The interaction between endothelium-derived relaxing factor (EDRF) and eicosanoids in the regulation of the mesenteric microcirculation.

Locally produced eicosanoids and endothelium-derived factors are believed to be the mediators of vascular tone of various vascular beds including the mesentery. Using a small vessel isometric myograph which allows direct measurement of microvascular reactivity, the interaction of eicosanoids and endothelium-derived relaxing factor (EDRF) in regulating vascular tone of mesenteric microcirculation of the rat was characterized. The microvascular response to various vasoactive agents before and after inhibition of prostacyclin production with indomethacin (INDO, 5 microM) and inhibition of EDRF synthesis with N omega-nitro-L-arginine methyl ester (L-NAME, 50 microM) was compared.

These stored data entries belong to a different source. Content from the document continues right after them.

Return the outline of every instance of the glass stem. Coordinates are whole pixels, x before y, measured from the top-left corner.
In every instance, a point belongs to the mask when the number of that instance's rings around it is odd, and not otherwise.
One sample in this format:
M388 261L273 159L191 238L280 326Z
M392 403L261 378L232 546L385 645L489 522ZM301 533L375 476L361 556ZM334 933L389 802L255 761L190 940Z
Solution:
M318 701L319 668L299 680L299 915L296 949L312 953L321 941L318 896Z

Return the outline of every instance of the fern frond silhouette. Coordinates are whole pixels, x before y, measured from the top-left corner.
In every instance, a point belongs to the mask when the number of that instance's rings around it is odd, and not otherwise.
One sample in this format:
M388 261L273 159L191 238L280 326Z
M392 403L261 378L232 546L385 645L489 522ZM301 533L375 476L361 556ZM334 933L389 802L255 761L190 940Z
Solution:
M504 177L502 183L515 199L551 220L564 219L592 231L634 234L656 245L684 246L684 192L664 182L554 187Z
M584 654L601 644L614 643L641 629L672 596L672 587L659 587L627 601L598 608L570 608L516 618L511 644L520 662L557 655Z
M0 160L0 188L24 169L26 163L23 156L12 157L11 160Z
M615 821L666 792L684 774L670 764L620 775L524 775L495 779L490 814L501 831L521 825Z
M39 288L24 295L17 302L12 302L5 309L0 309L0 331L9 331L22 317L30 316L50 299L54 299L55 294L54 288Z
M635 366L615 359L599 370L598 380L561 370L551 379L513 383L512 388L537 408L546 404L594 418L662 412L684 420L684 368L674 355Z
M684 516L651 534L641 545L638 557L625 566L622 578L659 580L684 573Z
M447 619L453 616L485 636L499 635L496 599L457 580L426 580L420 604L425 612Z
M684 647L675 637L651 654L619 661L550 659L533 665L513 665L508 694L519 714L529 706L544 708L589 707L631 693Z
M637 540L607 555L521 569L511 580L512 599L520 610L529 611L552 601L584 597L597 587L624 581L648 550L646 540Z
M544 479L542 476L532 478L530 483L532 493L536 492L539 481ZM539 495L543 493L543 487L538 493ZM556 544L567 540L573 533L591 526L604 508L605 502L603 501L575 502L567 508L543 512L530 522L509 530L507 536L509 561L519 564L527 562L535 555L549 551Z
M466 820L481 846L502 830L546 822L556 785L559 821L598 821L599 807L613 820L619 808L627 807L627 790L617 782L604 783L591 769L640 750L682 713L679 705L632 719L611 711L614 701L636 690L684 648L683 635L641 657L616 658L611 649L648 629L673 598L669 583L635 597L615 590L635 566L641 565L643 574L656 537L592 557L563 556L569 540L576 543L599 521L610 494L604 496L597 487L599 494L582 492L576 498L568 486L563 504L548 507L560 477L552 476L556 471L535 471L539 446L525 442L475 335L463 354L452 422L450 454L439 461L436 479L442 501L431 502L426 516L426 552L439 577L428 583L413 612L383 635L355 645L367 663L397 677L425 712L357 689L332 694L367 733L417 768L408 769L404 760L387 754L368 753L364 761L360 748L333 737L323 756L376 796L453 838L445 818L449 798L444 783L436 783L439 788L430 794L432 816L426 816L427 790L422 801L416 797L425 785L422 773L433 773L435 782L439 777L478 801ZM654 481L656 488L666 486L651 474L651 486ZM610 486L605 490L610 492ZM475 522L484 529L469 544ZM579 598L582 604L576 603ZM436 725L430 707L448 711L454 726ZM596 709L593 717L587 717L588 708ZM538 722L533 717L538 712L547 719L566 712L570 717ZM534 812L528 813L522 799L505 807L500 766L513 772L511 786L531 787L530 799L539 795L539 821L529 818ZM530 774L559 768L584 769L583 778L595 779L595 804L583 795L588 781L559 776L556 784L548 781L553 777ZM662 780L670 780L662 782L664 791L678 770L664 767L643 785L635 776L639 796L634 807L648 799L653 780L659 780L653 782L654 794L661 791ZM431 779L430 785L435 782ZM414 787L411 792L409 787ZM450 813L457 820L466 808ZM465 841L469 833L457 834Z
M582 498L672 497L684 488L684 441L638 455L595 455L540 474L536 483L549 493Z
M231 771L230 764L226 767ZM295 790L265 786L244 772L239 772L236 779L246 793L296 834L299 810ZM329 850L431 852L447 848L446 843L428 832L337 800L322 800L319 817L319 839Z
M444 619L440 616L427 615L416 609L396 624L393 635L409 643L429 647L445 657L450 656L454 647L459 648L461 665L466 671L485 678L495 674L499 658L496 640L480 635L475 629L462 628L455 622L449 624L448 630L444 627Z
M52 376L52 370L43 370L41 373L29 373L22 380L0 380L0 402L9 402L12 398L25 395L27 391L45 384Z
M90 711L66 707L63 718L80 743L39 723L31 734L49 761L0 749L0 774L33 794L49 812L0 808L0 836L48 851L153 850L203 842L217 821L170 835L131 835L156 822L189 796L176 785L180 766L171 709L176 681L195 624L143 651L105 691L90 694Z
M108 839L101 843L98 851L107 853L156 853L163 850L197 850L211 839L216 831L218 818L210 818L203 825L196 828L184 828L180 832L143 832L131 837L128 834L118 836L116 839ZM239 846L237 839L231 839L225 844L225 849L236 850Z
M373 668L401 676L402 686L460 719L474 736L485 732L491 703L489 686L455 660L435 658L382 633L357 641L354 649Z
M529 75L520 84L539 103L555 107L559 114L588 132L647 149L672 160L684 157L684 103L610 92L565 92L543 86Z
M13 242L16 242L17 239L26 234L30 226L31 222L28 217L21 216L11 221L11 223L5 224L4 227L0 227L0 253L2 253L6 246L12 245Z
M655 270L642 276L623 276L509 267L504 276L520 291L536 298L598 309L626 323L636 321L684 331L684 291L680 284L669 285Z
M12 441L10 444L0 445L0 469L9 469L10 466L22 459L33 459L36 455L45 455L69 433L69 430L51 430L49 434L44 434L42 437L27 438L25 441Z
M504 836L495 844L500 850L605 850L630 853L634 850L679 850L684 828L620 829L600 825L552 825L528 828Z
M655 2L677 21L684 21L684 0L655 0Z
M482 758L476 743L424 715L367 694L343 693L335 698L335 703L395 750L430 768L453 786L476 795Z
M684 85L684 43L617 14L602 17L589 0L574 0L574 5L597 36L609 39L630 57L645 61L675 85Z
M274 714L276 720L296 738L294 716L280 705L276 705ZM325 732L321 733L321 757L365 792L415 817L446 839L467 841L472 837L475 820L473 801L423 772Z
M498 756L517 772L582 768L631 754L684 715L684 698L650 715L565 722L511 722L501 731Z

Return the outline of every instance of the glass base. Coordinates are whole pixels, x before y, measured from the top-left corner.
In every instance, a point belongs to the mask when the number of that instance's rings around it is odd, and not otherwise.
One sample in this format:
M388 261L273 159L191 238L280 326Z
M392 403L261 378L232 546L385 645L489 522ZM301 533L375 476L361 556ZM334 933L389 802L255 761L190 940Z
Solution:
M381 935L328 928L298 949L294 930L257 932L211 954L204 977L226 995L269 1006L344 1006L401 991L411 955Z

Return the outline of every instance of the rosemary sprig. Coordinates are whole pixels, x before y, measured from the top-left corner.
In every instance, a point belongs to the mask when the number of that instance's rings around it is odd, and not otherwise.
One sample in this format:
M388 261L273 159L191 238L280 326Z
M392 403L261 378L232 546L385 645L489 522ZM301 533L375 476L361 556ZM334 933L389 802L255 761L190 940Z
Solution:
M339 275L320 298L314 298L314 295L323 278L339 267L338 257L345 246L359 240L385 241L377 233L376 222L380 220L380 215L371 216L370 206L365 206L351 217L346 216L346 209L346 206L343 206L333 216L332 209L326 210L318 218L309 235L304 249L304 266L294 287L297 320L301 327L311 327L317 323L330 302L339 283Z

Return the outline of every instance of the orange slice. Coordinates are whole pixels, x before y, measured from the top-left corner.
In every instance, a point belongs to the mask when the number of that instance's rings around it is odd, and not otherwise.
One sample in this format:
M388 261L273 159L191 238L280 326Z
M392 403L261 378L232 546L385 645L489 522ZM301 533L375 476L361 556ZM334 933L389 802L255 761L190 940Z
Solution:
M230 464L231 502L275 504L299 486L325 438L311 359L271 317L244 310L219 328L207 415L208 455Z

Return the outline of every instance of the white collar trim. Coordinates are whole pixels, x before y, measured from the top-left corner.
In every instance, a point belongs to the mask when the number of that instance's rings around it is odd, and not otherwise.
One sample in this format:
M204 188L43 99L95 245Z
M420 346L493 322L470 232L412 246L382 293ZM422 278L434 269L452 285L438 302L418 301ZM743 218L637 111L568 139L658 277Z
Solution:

Analysis of dose-response curves for prostaglandin F2 alpha (PGF2 alpha), U46619, a stable thromboxane analog, and norepinephrine (NE) after pretreatment with INDO demonstrated that inhibition of endogenous eicosanoids significantly attenuated the vasoconstrictor response to PGF2 alpha and U46619 but not to NE. Inhibition of EDRF synthesis with L-NAME potentiated the vasoconstrictor response to PGF2 alpha, U46619, and NE. These results suggest that EDRF acts as the primary mediator of vasodilator tone in the mesenteric microcirculation rather than vasodilator cyclooxygenase products such as prostacyclin. It also appears that the vasoconstrictor action of PGF2 alpha and U46619 may be mediated by a release of an endogenous indomethacin-sensitive factor.